Hope as SA leaders unite to fight Aids

2008-12-01 00:00

THE government has promised to scale up the programme of preventing the transmission of HIV from pregnant mothers to unborn babies and to drastically reduce new HIV infections in South Africa.

Speaking during the 20th World Aids Day commemoration held at Durban’s Sahara Stadium, Deputy President Baleka Mbete and Health Minister Barbara Hogan said government will make sure that no HIV pregnant woman infects her unborn baby with the disease.

Hogan was however quick to point out that government will not force, but rather persuade pregnant women to do HIV tests long before they deliver their babies. Researches show that about 35 000 babies died because government took too long to start administering drugs to prevent mother-to-child transmission of HIV.

Hogan recently replaced former Health minister Dr Manto Tshabalala-Msimang, who became an international mockery when she proposed beetroot, lemon juice and garlic remedies for people living with HIV and Aids. Thabo Mbeki was also criticised for denying that HIV causes Aids.

There has been a shift since Hogan’s appointment and a common agenda in the way in which HIV is being managed. NGOs and civic organisations that have been at loggerheads with government for years yesterday united to lead the struggle against the disease.

UNAids executive director Peter Piot yesterday commended the new administration under President Kgalema Motlanthe and Health Minister Barbara Hogan, for prioritising the fight against HIV and Aids. “There is now accountability and a clear programme on the side of government.

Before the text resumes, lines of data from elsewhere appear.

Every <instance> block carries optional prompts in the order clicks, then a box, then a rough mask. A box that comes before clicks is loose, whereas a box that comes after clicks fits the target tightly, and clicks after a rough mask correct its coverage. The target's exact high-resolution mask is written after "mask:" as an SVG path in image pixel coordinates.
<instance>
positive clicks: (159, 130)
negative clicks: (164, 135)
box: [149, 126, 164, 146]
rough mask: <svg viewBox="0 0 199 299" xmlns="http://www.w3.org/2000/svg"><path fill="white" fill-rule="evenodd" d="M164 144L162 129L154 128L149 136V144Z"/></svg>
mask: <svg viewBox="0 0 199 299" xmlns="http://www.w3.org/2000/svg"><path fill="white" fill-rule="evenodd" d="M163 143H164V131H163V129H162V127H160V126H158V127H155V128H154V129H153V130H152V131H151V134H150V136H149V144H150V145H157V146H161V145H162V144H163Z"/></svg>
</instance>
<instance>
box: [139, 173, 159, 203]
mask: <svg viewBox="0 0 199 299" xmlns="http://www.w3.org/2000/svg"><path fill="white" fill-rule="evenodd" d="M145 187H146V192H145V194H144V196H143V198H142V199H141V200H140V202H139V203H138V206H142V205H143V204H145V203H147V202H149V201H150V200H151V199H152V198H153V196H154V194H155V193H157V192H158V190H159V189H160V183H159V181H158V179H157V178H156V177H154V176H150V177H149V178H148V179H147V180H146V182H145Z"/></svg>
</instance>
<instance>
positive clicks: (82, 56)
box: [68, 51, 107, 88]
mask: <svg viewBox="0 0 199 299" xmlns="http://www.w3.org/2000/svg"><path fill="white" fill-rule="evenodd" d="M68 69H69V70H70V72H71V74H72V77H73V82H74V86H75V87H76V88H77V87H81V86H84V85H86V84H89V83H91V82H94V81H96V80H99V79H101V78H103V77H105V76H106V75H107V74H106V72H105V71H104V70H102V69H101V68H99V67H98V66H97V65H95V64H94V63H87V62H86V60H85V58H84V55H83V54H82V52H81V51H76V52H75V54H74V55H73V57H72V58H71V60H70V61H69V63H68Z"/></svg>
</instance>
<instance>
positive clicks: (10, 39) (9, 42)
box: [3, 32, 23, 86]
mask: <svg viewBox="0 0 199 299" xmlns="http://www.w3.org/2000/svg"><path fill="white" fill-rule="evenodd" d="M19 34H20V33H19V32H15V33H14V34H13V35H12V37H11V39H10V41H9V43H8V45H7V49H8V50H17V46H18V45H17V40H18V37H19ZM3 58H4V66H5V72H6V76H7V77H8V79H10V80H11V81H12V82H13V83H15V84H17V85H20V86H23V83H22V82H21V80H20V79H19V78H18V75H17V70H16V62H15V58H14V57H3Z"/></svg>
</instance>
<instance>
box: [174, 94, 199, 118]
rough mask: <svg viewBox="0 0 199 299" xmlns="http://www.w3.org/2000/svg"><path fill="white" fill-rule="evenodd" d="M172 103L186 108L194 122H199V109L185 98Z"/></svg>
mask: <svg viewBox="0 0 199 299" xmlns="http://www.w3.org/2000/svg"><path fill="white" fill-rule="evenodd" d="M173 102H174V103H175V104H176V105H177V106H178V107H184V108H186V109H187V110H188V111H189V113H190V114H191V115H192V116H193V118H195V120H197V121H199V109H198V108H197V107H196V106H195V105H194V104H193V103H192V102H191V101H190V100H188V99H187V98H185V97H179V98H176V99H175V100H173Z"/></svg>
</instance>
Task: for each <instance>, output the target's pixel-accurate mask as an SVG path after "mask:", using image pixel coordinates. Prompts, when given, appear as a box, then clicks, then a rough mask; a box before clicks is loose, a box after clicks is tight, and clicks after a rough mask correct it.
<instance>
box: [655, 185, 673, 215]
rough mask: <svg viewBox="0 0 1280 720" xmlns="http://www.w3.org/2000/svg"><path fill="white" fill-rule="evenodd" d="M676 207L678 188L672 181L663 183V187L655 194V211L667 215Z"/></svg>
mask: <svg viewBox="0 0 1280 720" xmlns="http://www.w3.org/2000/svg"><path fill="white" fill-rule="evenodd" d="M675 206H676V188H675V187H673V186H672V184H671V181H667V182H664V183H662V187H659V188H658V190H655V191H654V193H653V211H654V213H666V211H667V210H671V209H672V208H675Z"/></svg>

“There is a new morning for South Africa. There is a message of hope and we strongly believe that this is a step in the right direction,” he said.

A recent study at Harvard university estimates that 365 000 lives could have been saved had the South African government administered anti-retroviral drugs to Aids patients and rolled out drugs to prevent the transmission of HIV from pregnant mothers to babies.

Almost four million people have died of Aids-related illnesses and some six million are infected.

Speaking during the commemoration, Mbete said one of government’s goals in the national strategic plan is to halve new infections by 2011. “For us to achieve this, we must own up, spread and practice the key messages for the prevention on new HIV infections in the country,” she said.